La relazione tra di due enti è essa stessa ancora da chiarire del tutto proprio perché Eif si sta muovendo poco sull’analisi delle proposte italiane anche se Leone Pattofatto, presidente di Cdp Equity, ha recentemente dichiarato che le operazioni sono tutte trasparenti come riporta appunto l’articolo di EconomyUp.

A non essere però convinti che tutto sia gestito in modo trasparente e chiaro, cosa che invece dovrebbe essere cristallina visto che si tratta di fondi pubblici, sono però coloro che aspettano di ricevere da ITAtech il medesimo trattamento riservato a Sofinnova in termini di attenzione e di avvio delle procedure di due diligence.

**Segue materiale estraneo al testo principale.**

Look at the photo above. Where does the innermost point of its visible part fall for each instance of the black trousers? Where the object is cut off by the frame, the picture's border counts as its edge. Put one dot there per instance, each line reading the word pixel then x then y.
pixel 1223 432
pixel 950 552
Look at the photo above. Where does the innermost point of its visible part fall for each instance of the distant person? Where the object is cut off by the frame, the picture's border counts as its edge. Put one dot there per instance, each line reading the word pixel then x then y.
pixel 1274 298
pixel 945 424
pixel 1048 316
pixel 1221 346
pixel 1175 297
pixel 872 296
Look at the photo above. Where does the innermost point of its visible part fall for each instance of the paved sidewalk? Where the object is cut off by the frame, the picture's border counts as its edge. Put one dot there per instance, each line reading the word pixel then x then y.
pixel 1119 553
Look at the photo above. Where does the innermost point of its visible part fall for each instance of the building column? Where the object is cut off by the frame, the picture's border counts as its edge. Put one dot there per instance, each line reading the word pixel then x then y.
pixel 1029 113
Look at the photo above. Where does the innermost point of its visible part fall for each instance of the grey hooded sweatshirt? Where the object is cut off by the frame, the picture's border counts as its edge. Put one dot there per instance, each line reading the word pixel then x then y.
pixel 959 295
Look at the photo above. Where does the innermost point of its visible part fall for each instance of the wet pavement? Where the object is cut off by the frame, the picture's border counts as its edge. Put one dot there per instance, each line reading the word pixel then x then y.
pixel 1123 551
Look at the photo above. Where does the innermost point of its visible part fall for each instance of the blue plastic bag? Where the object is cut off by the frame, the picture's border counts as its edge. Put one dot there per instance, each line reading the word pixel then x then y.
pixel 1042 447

Ciò che servirebbe è una chiara presa di posizione da parte di Cdp, magari per bocca del suo presidente Claudio Costamagna, in modo da sgombrare il campo sia dal pomo legato alla destinazione francese dei fondi italiani, sia da quello legato alla valutazione degli altri management team che si sono proposti. Ciò avrebbe come conseguenza da un lato la crescita della trasparenza sui criteri e le procedure di assegnazione dei fondi e sul fatto che la relazione tra Cdp e Eif è pienamente concorde e soprattutto metterebbe la parola fine alla deriva nazionalistica che ha caratterizzato questa sorta di telenovela iniziata con i soldi dati dal Fii a Sofinnova che per la gran parte sono stati investiti in aziende francesi. Un tema non da poco visto che mentre in Italia continuiamo a viaggiare su investimenti che non riescono a superare i 200 milioni di euro l’anno, in Francia stanno correndo verso cifre che sono oltre 10 volte più corpose (come riporta il report di Atomico che abbiamo citato qui).

È fondamentale quindi che i finanziamenti pubblici vengano destinati anche a veicoli di investimento italiani perché solo così si può contribuire a dare nuova energia al settore del VC nazionale (qui un’analisi sul tema) che è oggi di fatto un’industria sussidiata, ciò ovviamente senza chiudere le porte a risorse e competenze internazionali che sono più che benvenute in un sistema come quello italiano dove una maggiore disponibilità di denari e anche di concorrenza farebbe certamente bene e senza naturalmente chiudersi su posizioni autarchiche che quando si parla di innovazione e imprese innovative suonano decisamente anacronistiche.